It was in the early to mid 90’s when I really fell in love with cinema, the “boom” period of alternative American cinema was in full flow and the likes of Jim Jarmusch, Quentin Tarantino, Tom DiCillo, Robert Rodriguez and The Coen Brothers were all hitting their peak. These “indie” films were not only the start of illustrious careers for their directors, but were also a place for young up and coming actors to shine. Brad Pitt showed glimpses of his edgier side in Johnny Suede, Johnny Depp put in what I consider to be a career best performance as William blake in Dead Man and George Clooney suddenly went from hunky to TV doctor to heavily tattooed, vampire killing bad-ass. Throughout all these films though, there seemed to be one constant, one thing linking them all together, one man who should be the lynch pin of the six degrees of separation theory, Steve Buscemi.

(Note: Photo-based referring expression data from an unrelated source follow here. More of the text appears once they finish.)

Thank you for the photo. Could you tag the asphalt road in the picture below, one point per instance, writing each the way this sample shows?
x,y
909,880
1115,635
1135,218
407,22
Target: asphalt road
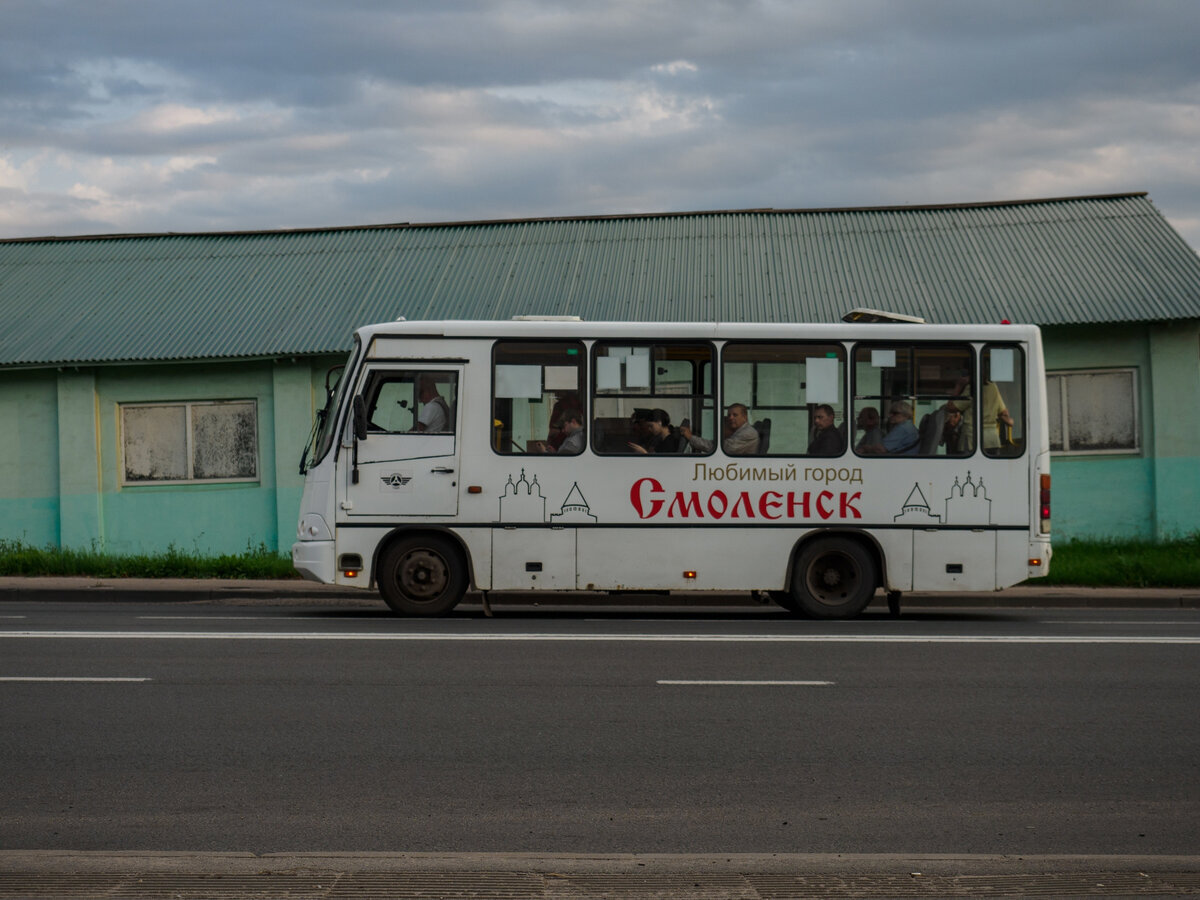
x,y
276,729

As an actor I liked Buscemi the first time I ever saw him, as Charlie the Barber in Jarmusch’s Mystery Train, he was like an island of nerves, surrounded by the sea of cool that was Joe Strummer. Buscemi has made his name playing the roles no-one else can (or wants to); on film he’s the ultimate loser and if a director’s looking to cast for the character of ‘weird-looking, slightly nervous guy’, Buscemi’s name is always going be first on that list. One look at the roles he’s played over his 25 year career and it’s almost impossible to imagine anyone else playing these characters. Whether as the “kinda funny looking” Carl Showalter in Fargo, the scene-stealing Mr Pink in Reservoir Dogs or the down-trodden Theodore “Shut the fuck up Donny” Donald in The Big Lebowski, Buscemi always takes a role and unquestionably owns it. This is undoubtedly the case in one of his most recent roles as Buscemi fills the titular role in Hue Rhodes’ Dante inspired, low-budget debut feature Saint John of Las Vegas and ultimately steals the show.

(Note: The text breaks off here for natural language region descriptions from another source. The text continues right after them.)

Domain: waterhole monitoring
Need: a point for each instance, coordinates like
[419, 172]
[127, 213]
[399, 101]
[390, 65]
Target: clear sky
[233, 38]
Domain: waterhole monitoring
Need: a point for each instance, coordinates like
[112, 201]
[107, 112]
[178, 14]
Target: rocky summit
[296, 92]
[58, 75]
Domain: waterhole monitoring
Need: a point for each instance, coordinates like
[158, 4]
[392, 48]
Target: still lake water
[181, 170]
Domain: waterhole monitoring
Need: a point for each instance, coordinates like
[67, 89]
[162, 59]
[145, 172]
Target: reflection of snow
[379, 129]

After a run of bad luck, John (Steve Buscemi), a compulsive gambler, runs away from Las Vegas and toward a normal job and life. Taking a nondescript position in an auto insurance company in Albuquerque, he tries to get ahead in the straight world, amid the ever-present temptations of scratch-off lotto tickets.
When his boss, Mr. Townsend (Peter Dinklage), asks John to accompany his top fraud debunker, Virgil (Romany Malco) on an investigation of a dubious car “accident” near Vegas, John sees an opportunity to get a promotion, though he’s concerned about returning to the gambling game.
Through the journey, John’s confidence builds, and he realizes that he can’t escape his gambling addiction by running away from it—it will follow him wherever he goes. It’s only when he returns to Vegas and his experiences there finally send him on the path to breaking free.
Saint John of Las Vegas follows the wild and funny trip a guy has to take to discover there’s more than one way to hit the jackpot in life.
Ignoring Steve Buscemi for a moment, the plot of Saint John is nothing particularly original as our down on his luck anti-hero tries to turn his life around (in many ways Rhodes film is similar to Wayne Kramer’s 2003 film, The Cooler). However, the film is made by a series of strange encounters and some wonderful casting and is at its most successful when it hits its road movie section, as Buscemi and Malco head towards Vegas (a place not particularly beneficial for a compulsive gambler trying to kick the habit), trying to uncover the truth behind a suspicious insurance claim. Along the way they stumble into an array of peculiar situations, finding themselves face to face with the Flame Lord, getting a lap-dance with a wheelchair bound stripper and have their path blocked by a group of fire wielding naturists. Alongside Steve Buscemi, he finds himself surrounded by a wealth of strong performances, as Romany Malco (The 40 year old Virgin), Peter Dinklage (The Station Agent) and the strangely sexy Sarah Silverman all put in decent turns. There’s even a Buscemi style cameo from Tim Blake Nelson (O Brother, Where Art Thou?), playing a cowboy naturist who wont let anything unnatural pass into the reserve, unless it’s a gun…..or boots….or a cowboy hat.
The film has received some pretty poor reviews so far, with some describing it as a pointlessly nonlinear narrative overflowing with superficial walk-on characters or a bad script that somehow got made into a bad movie with good people in it. Maybe this is just going to be one of those films that’s a bit of a secret indulgence for me, but how can you not like a film with a Steve Buscemi in such sparkling form. For me I’m with film critic Roger Moore in agreeing that is a film Buscemi was born to star in and how can that be a bad thing?